La diplomate américaine a également réaffirmé le soutien de son pays aux efforts visant à lutter contre l'impunité, notamment dans l'affaire des experts de l'ONU Michael Sharp et Zaida Catalan, assassinés en 2017 au Kasaï. Elle a salué « les progrès accomplis récemment en RDC pour lutter contre l'impunité des principaux responsables » et a appelé à poursuivre les poursuites judiciaires contre « toutes les personnes impliquées, y compris celles mêlées à la planification, à la direction ou au financement des tueries ».
Par ailleurs, Washington s'est félicité de l'adoption d'un nouveau critère de désignation des sanctions permettant de viser les entités qui entravent le mandat de la Mission de l'Organisation des Nations unies pour la stabilisation en RDC (MONUSCO). Pour les États-Unis, cette disposition représente « une avancée très importante vers le renforcement de la responsabilité ».
Dans le même registre, les États-Unis ont réaffirmé leur engagement en faveur d'un régime de sanctions « robuste et crédible », estimant qu'il doit refléter « les réalités du terrain, protège les civils et favorise l'obligation de rendre des comptes pour ceux qui perpétuent la violence et l'instabilité dans la région ».
L'adoption de cette résolution intervient alors que, malgré l’existence de l’Accord de Washington et la tenue successive de réunions d’évaluation, la situation sécuritaire et humanitaire dans l’Est de la RDC continue de se détériorer. Des tensions persistent également entre Kinshasa et Kigali, chaque camp interprétant à sa manière les dispositions de l’Accord de Washington, ce qui rend sa mise en œuvre complexe et difficile, une année après sa signature au niveau ministériel.
Il en va de même pour le processus de Doha, placé sous l’égide de l’État du Qatar. Malgré plusieurs cycles de discussions, Kinshasa et la rébellion de l’Alliance du Fleuve Congo (AFC)/M23, soutenue par le Rwanda, peinent toujours à rapprocher leurs positions sur les principaux points de divergence. L’étape de Montreux, en Suisse, qui devait insuffler une nouvelle dynamique à ce processus, n’a pas produit les résultats escomptés. Les engagements issus de cette phase de négociations n’ont pas été pleinement respectés, tandis que la détérioration de la situation sécuritaire au Moyen-Orient a également contribué à reléguer ce dossier au second plan, ralentissant davantage les efforts de médiation.

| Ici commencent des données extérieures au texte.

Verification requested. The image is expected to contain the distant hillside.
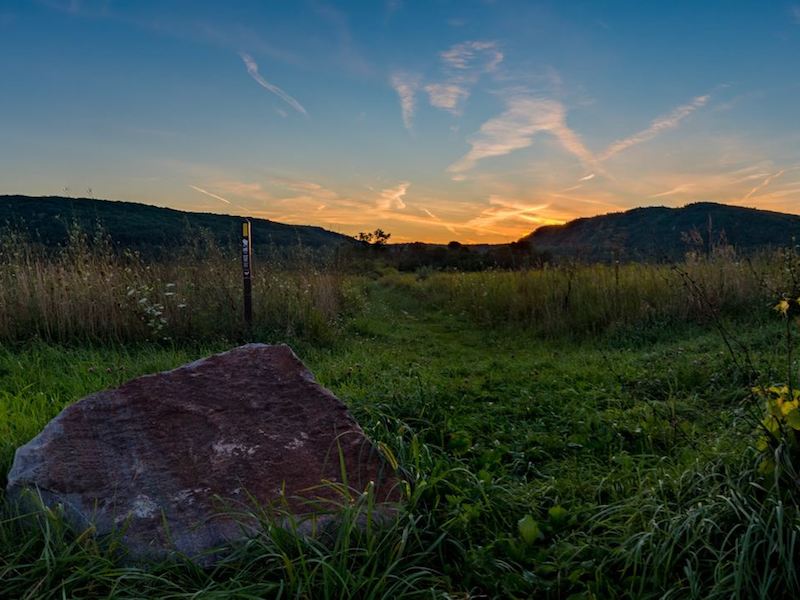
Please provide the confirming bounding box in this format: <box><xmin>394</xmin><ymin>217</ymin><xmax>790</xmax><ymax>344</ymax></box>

Face à cette situation, des voix continuent de s’élever aux niveaux national, régional et international pour appeler les différents protagonistes au respect des engagements souscrits dans le cadre des initiatives de paix. Toutefois, ces appels demeurent, jusqu’à présent, sans effet notable. L’objectif de réduire le fossé persistant entre les réalités du terrain et les avancées diplomatiques enregistrées sur le papier peine encore à se concrétiser. Chaque partie continue, en effet, d’interpréter les dispositions de l’accord selon sa propre lecture, rendant sa mise en œuvre davantage incertaine.